But generative AI represents a paradigm shift in the artificial intelligence, empowering computers to go beyond computation and actively contribute to the process of creation at its core. Generative AI is about machines that can imagine innovate and produce entirely new content by incorporating sophisticated algorithms and deep learning. The generative AI systems can learn from vast data sets to understand structures and identify patterns.

Generative AI unlocks new possibilities and creates significant business value in four different regions or areas. When it comes to creating new customer experiences. Generative AI analyzes customer data and creates personalization for their products, services and marketing messages. This helps in enhancing the overall experience and improves customer satisfaction.

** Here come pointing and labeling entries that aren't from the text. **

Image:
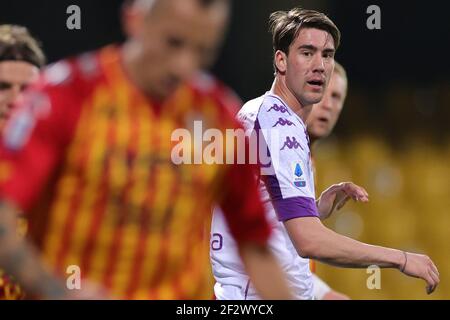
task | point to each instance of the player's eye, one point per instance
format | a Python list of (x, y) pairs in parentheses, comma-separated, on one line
[(5, 86)]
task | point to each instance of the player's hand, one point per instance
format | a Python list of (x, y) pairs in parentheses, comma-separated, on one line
[(421, 266), (336, 196), (89, 291)]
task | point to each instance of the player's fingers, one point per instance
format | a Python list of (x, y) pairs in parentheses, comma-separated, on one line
[(434, 268), (342, 203), (356, 192), (430, 283), (434, 276)]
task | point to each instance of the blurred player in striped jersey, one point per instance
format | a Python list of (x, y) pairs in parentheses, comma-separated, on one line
[(20, 61), (320, 123), (89, 159), (304, 43)]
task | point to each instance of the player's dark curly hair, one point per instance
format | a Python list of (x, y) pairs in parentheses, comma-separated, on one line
[(286, 25)]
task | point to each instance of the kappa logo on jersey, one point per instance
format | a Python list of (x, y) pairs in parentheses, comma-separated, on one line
[(299, 180), (291, 143), (278, 108), (284, 122)]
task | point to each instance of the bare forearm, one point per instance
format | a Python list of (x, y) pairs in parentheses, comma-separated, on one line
[(19, 259), (327, 246), (265, 273)]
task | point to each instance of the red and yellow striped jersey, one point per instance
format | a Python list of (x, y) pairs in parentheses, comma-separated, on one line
[(88, 158)]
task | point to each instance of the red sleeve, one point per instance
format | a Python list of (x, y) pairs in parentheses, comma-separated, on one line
[(32, 143), (241, 204)]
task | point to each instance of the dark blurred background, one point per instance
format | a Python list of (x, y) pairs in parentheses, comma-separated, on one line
[(399, 83), (393, 136)]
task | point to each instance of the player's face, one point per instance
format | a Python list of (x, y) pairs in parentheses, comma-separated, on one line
[(15, 76), (177, 39), (310, 63), (325, 114)]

Generative AI can enable builders by bypassing time consuming coding tasks. For example, by using Amazon Code Whisper, builders can complete their coding tasks 57% faster, thereby thereby boosting employee productivity.

Next is creating content. We have recently launched Amazon Party Rock to create applications and you don't even need to know how to write a single line of code to do so.

Generative AI has the ability to analyze extensive data sets and create insights by which you can make predictions faster and take informed decisions when it comes to generative AI transforming various industries. Let's look at some of them and what their use cases are to start with.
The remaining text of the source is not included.